# Understanding non English Operas better? (French, German, Italian etc)



## Manok (Aug 29, 2011)

I have a nearly fluent French vocabulary, and I've been told I speak it well, so this is not my issue. I also have a decent grasp of Italian, though I've only really just begun it. Opera was one of the reasons, though not the only one I decided to learn these two languages. My problem is, is that I can't seem to understand a word someone sings without French or Italian subtitles. Is it that I don't listen to enough opera, or what? Are there things I can do to shift my listening to a singing mode? I listen to more spoken French and Italian than singing. Maybe that's part of it. I even went back to my old beginner stuff to see if I somehow missed something in my learning. So what can I do to help improve my listening skills when it comes to singing?


----------



## wkasimer (Jun 5, 2017)

Manok said:


> I have a nearly fluent French vocabulary, and I've been told I speak it well, so this is not my issue. I also have a decent grasp of Italian, though I've only really just begun it. Opera was one of the reasons, though not the only one I decided to learn these two languages. My problem is, is that I can't seem to understand a word someone sings without French or Italian subtitles. Is it that I don't listen to enough opera, or what? Are there things I can do to shift my listening to a singing mode? I listen to more spoken French and Italian than singing. Maybe that's part of it. I even went back to my old beginner stuff to see if I somehow missed something in my learning. So what can I do to help improve my listening skills when it comes to singing?

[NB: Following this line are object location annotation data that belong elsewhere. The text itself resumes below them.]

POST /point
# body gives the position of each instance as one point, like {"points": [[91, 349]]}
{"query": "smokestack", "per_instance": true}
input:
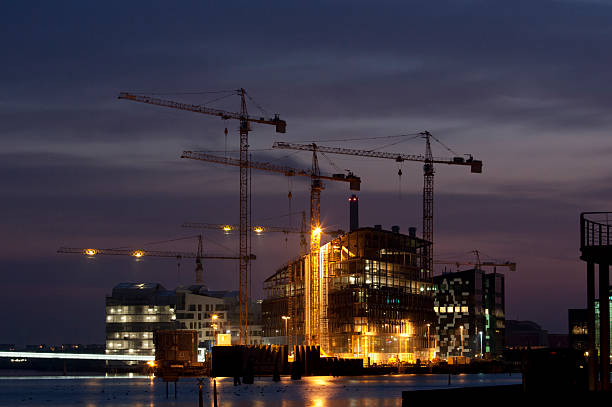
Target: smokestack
{"points": [[354, 213]]}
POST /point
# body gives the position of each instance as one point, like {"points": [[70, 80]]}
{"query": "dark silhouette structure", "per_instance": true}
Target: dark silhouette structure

Have you considered that it may not be your fault? Perhaps the singers need better diction.


----------



## The Conte (May 31, 2015)

Listen to Italian and French opera with the libretto in front of you or with the subtitles on. After a while you will know the words to your favourite pieces off by heart and further down the line you will be able to understand most of what is being sung even when it is an opera you don't know (unless the singers' diction is REALLY poor).

N.


----------



## Scott in PA (Aug 13, 2016)

It has always been difficult to hear individual words and sentences being sung to operatic lines. Sometimes the heavy orchestration will obscure words. In other cases, the composer will emphasize the melodic line and exploit vowel sounds at the expense of semantic coherence. Think also how difficult it can be to hear English words, even to popular songs, and how we consult sites that contain song lyrics to see if we got it right.

It's okay to consult the libretto first. Wagner had the libretto to his Ring tetralogy published well before the operas were even completed, so his anticipated audience could already be "up to speed" not just on the story but be familiar with the actual verses.

If you want the immediate effect of hearing and understanding words being sung, without any prior consultation of the libretto, then try Debussy's _Pelleas et Melisande_. The orchestration is light and the opera's constant parlando style should make it easier to discern virtually the entire text. I do like this opera, but I know I would love it more if I understood French better.


----------



## Pugg (Aug 8, 2014)

> So what can I do to help improve my listening skills when it comes to singing?


Read the score/ libretto whilst listening. it's that simple.


----------



## Meyerbeer Smith (Mar 25, 2016)

Are you listening to non-native Francophones singing French? Properly sung French should be clear and easy to understand, even without the libretto.


----------



## nina foresti (Mar 11, 2014)

I am a voice-over actor and am accustomed to speaking and enunciating words quite clearly, yet I am at a loss to understand most operas (save Menotti's "The Consul") when sung in English and need the help of subtitles. So you are not alone.


----------



## Reichstag aus LICHT (Oct 25, 2010)

One tricky thing to watch out for in Italian opera is that it's common practice for two words to be elided together. So, for example, what might be written as "La vendetta è un piacer serbato ai saggi" comes out more like "La vendettayun piacer' serbatwai saggi". It all makes for a fine _legato_ line, but it can be confusing to the ear.


----------



## Manok (Aug 29, 2011)

I've discovered that my problem is that I have learned a lot of these words by reading them in novels, or online, but never have actually heard them. This can be problematic in French, but not so much in Italian. I have also noticed that enunciation is different, with emphasis being on different syllables. I don't know if this is poor diction or just how it's done in singing French. I also guess that the solution is to use a libretto or subtitles until I am used to hearing them in a new way.


----------